Personal information
- Born: 1966 or 1967 (age 58–59)

Career information
- High school: Saint Ignatius (Cleveland, Ohio)
- College: Southampton (1986–1990)
- Position: Assistant coach / Scout
- Coaching career: 1990–present

Career history

Coaching
- 1990–1992: Sundsvall Dragons
- 1995–1996: Haverford (assistant)
- 1997–1999: Cleveland Rockers (assistant)
- 2002–2018: Chicago Bulls (assistant)

= Mike Wilhelm (basketball) =

American basketball player, coach, and scout

Michael Peter Wilhelm is an American basketball coach who previously served as an assistant coach for the NBA's Chicago Bulls. He has also coached in Sweden and in the WNBA and has held scouting positions with the Cleveland Cavaliers and Denver Nuggets.

== Early life ==
Wilhelm was born in Cleveland to German American parents. Wilhelm grew up in South Euclid and Rocky River, Ohio. After graduating from St. Ignatius High School, he spent a year at Worcester Academy. Wilhelm played college basketball at Southampton College in Long Island, NY.

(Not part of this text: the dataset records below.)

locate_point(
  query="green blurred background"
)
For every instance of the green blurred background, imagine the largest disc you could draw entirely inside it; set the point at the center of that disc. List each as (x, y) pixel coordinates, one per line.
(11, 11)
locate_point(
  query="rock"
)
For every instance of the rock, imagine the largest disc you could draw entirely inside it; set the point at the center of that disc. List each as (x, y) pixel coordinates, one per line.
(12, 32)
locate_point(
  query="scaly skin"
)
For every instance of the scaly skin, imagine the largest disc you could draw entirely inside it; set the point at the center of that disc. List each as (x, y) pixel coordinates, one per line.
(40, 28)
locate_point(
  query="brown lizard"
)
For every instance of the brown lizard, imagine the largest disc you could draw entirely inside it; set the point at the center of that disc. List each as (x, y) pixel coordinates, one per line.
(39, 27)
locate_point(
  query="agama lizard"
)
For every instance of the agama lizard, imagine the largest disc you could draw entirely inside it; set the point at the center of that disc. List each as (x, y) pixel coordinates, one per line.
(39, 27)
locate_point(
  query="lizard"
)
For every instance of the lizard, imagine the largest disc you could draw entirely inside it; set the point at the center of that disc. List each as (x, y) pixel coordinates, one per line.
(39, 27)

== Early coaching career ==
After graduating from Southampton College in 1990, Wilhelm began his professional coaching career in Sweden as the head coach of the Sundsvall Dragons Basketball Club during the 1990-91 season. His tenure in Sweden provided him with early international experience and introduced him to professional coaching at a young age.

== NBA/WNBA coaching career ==
Following his season in Sweden, Wilhelm spent the next 28 years working in various capacities within the NBA and WNBA. He served as an advance scout and assistant coach for the Cleveland Cavaliers and the Cleveland Rockers of the WNBA, and later as an advance scout for the Miami Sol. He also held a regional scouting position with the Denver Nuggets. Wilhelm then served as an assistant coach with the Chicago Bulls from 2002 to 2020. With the Bulls, he contributed to player development, game preparation, in-game strategy, and talent evaluation.

== Personal life ==
He is married with two children.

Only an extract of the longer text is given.